Some Eclipse Foundation services are deprecated, or will be soon. Please ensure you've read this important communication.
Bug 288601 - [parser] Lexer grammar parses Integer Dot incorrectly
Summary: [parser] Lexer grammar parses Integer Dot incorrectly
Status: CLOSED FIXED
Alias: None
Product: OCL
Classification: Modeling
Component: Core (show other bugs)
Version: 1.3.0   Edit
Hardware: PC Windows XP
: P3 normal (vote)
Target Milestone: ---   Edit
Assignee: OCL Inbox CLA
QA Contact:
URL:
Whiteboard:
Keywords:
Depends on:
Blocks:
 
Reported: 2009-09-04 03:13 EDT by Ed Willink CLA
Modified: 2011-05-27 02:47 EDT (History)
1 user (show)

See Also:


Attachments
Elimination of parser/lexer workarounds (6.97 KB, patch)
2009-09-04 03:14 EDT, Ed Willink CLA
no flags Details | Diff

Note You need to log in before you can comment on or make changes to this bug.
Description Ed Willink CLA 2009-09-04 03:13:33 EDT
Attached fixes a problem with lexing Integer Dot (and also eliminates the unused octal and hex digit definitions).

The problem is that

"1. "

gets two thirds through "Integer Dot Integer" as a Decimal, but fails to complete so the lexer has no token to return, and returns a token of 0 kind.

This was worked around by special INTEGER_RANGE_START for Integer.. and various NUMERIC_OPERATION for Integer.-> etc.

The attached ensures that Integer Dot produces the INTEGER_LITERAL, DOT token sequence and so removes all the parser grammar workarounds.

[It is now possible to remove start/endOffset since there are no tokens that do not represent sensible ranges.]
Comment 1 Ed Willink CLA 2009-09-04 03:14:48 EDT
Created attachment 146476 [details]
Elimination of parser/lexer workarounds

Try agains
Comment 2 Ed Willink CLA 2009-09-04 03:29:53 EDT
AbstractOCLParser.createRangeStart should also be deleted.
Comment 3 Ed Willink CLA 2009-10-07 16:18:24 EDT
Ping.

This has been waiting for review for over a month.

It is a very simple grammar misunderstanding cleanup. It still applies successfully to HEAD.
Comment 4 Adolfo Sanchez-Barbudo Herrera CLA 2009-10-09 05:42:11 EDT
+1.

Trivial: Is there any real need to create a dotToken/dotDotToken ? if so, why not exploiting in the remaining lexer grammar ?

Cheers,
Adolfo.
Comment 5 Alexander Igdalov CLA 2009-10-09 05:56:01 EDT
Ed, your patch is extremely important. Not only does it remove the ugly workarounds but it seems to solve the problem below as well (I didn't check though):

`1. oclIsTypeOf(Integer)` couldn't be parsed since there has been no workaround for numeric operations starting with whitespace.

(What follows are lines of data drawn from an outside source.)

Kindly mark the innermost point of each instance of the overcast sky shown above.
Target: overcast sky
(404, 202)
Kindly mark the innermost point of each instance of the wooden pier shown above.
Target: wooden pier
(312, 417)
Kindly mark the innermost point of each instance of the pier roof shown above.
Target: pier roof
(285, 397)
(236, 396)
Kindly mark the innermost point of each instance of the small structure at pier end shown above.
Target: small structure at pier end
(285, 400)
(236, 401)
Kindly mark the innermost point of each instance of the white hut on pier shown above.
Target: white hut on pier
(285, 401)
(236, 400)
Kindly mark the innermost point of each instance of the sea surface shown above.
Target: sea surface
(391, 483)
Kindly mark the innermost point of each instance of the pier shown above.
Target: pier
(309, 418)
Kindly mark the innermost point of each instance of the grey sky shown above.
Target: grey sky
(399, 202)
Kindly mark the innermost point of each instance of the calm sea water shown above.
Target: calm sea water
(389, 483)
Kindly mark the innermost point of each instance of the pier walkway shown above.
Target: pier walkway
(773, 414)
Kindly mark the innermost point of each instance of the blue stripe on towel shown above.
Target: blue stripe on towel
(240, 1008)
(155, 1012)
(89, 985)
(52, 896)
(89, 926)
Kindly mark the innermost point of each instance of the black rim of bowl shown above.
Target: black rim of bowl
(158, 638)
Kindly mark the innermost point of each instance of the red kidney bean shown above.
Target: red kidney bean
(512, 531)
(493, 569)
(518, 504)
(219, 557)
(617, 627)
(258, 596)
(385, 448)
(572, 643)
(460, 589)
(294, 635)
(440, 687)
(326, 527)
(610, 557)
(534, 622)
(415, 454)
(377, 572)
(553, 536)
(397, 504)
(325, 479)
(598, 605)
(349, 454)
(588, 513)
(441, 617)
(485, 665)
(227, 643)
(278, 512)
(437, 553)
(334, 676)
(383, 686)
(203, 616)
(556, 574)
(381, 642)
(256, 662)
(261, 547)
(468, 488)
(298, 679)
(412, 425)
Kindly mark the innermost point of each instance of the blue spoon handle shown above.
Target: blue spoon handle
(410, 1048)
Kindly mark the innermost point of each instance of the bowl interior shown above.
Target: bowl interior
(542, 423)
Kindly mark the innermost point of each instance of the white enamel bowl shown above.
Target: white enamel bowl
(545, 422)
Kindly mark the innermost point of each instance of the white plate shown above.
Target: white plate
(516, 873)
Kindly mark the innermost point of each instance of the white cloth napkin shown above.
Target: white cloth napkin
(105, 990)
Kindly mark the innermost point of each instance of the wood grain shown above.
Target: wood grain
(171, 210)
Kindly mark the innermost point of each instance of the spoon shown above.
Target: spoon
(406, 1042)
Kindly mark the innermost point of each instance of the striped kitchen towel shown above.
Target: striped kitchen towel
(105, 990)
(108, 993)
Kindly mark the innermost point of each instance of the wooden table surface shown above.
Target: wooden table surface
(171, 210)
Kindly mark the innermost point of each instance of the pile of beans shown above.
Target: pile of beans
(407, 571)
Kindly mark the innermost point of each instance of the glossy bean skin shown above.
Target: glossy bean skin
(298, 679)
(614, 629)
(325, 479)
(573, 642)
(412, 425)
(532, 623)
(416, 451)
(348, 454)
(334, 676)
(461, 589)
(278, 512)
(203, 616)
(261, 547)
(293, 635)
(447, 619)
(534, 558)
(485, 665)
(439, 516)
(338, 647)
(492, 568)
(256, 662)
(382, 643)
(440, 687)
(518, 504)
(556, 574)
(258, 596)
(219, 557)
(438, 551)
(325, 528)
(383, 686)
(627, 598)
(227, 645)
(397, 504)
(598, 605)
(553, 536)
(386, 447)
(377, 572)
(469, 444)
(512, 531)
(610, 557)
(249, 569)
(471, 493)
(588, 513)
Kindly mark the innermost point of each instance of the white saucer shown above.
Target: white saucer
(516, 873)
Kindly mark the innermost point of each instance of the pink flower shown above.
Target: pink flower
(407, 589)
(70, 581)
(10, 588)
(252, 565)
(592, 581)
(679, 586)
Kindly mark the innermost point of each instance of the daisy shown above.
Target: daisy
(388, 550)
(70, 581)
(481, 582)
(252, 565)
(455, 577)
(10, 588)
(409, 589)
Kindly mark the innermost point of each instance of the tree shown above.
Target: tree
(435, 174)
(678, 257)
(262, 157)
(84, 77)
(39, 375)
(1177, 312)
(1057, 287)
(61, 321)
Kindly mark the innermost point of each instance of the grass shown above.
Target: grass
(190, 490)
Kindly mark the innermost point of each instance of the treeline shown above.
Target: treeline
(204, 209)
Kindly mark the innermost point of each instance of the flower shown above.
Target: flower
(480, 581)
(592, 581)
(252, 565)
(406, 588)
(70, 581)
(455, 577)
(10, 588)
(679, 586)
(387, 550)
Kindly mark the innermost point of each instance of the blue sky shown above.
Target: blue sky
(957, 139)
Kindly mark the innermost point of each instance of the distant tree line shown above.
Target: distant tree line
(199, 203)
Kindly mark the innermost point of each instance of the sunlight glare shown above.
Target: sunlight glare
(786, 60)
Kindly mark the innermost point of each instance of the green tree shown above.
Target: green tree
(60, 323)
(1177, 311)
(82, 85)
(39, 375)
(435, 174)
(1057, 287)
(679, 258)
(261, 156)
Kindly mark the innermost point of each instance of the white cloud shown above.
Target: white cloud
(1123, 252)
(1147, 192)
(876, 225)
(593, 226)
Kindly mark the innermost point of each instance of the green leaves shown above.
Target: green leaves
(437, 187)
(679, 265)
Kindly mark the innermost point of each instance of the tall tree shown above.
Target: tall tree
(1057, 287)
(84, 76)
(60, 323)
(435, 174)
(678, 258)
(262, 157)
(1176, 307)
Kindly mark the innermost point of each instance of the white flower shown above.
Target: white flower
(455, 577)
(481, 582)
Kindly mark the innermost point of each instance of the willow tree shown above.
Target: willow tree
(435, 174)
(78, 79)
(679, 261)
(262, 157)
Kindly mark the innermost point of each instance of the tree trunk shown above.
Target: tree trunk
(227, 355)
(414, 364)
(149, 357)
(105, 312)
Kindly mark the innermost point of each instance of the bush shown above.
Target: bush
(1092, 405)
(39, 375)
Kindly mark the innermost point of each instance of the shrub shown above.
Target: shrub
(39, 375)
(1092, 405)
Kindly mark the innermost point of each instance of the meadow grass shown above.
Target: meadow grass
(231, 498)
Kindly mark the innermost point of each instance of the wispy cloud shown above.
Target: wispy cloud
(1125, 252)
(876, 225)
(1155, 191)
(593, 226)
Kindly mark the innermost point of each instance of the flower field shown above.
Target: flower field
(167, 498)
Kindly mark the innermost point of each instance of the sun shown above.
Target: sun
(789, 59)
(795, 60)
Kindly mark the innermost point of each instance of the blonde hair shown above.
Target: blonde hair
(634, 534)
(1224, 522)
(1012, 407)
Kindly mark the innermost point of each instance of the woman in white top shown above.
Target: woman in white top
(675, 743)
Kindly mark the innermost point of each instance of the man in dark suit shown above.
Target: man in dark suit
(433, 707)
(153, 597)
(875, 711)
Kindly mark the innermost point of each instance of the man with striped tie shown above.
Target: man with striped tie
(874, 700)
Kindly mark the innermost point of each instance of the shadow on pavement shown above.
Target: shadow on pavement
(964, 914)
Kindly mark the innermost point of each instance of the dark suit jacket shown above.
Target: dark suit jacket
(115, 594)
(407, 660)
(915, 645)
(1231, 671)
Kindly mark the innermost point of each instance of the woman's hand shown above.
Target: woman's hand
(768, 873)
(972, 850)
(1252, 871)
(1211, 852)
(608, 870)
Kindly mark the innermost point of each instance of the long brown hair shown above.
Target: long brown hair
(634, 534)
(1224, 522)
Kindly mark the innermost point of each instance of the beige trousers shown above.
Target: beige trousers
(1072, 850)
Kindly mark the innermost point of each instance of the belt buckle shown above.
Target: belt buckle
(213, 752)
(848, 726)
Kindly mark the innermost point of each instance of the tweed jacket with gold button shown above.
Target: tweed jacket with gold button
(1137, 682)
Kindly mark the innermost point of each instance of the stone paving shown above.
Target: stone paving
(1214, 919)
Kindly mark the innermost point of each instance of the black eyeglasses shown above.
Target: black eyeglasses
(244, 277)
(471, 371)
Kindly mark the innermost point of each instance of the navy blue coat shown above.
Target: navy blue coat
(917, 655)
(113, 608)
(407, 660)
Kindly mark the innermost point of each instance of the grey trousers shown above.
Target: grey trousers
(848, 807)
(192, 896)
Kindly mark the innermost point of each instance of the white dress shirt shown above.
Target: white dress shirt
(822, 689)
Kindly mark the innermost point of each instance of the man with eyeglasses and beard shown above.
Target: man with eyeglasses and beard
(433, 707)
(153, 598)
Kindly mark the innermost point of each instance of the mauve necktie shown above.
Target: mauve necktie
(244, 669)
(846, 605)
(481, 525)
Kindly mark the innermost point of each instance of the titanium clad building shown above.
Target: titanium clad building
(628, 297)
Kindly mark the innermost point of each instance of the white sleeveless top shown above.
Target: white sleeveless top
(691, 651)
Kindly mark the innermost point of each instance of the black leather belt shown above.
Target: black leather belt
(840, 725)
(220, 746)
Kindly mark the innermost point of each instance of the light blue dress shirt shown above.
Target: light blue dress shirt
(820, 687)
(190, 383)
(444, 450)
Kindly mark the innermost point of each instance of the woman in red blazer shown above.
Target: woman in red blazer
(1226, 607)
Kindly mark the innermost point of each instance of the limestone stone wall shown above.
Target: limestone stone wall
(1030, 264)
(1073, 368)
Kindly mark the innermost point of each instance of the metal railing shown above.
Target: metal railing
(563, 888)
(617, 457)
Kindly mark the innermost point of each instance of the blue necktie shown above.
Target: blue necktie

We seem to have had a problem no one has noticed before. E.g. for any other type:
`true.oclIsTypeOf(Boolean)` and `true. oclIsTypeOf(Boolean)` were both parsed successfully.
But though `1.oclIsTypeOf(Integer)` could be parsed well, its variant with a whitespace before the operation name produced a lexer error.

My +1.
Comment 6 Ed Willink CLA 2009-10-10 07:58:06 EDT
Changes committed to HEAD.

Re: #4 Trivial: Is there any real need to create a dotToken/dotDotToken ? if so, why not exploiting in the remaining lexer grammar ?

There is no dotDotToken; DotDotToken is used as in

	Token ::= IntegerLiteral DotDotToken
		/.$NoAction
		./

The location of the makeAction is slightly unusual because lexer actions cannot produce two tokens from one reduction. Once moved, other reductions get difficult which perhaps explains why the original author resorted to workarounds rather than solving the true problem.
Comment 7 Ed Willink CLA 2009-10-16 03:51:05 EDT
Resolved
Comment 8 Ed Willink CLA 2011-05-27 02:47:54 EDT
Closing after over 18 months in resolved state.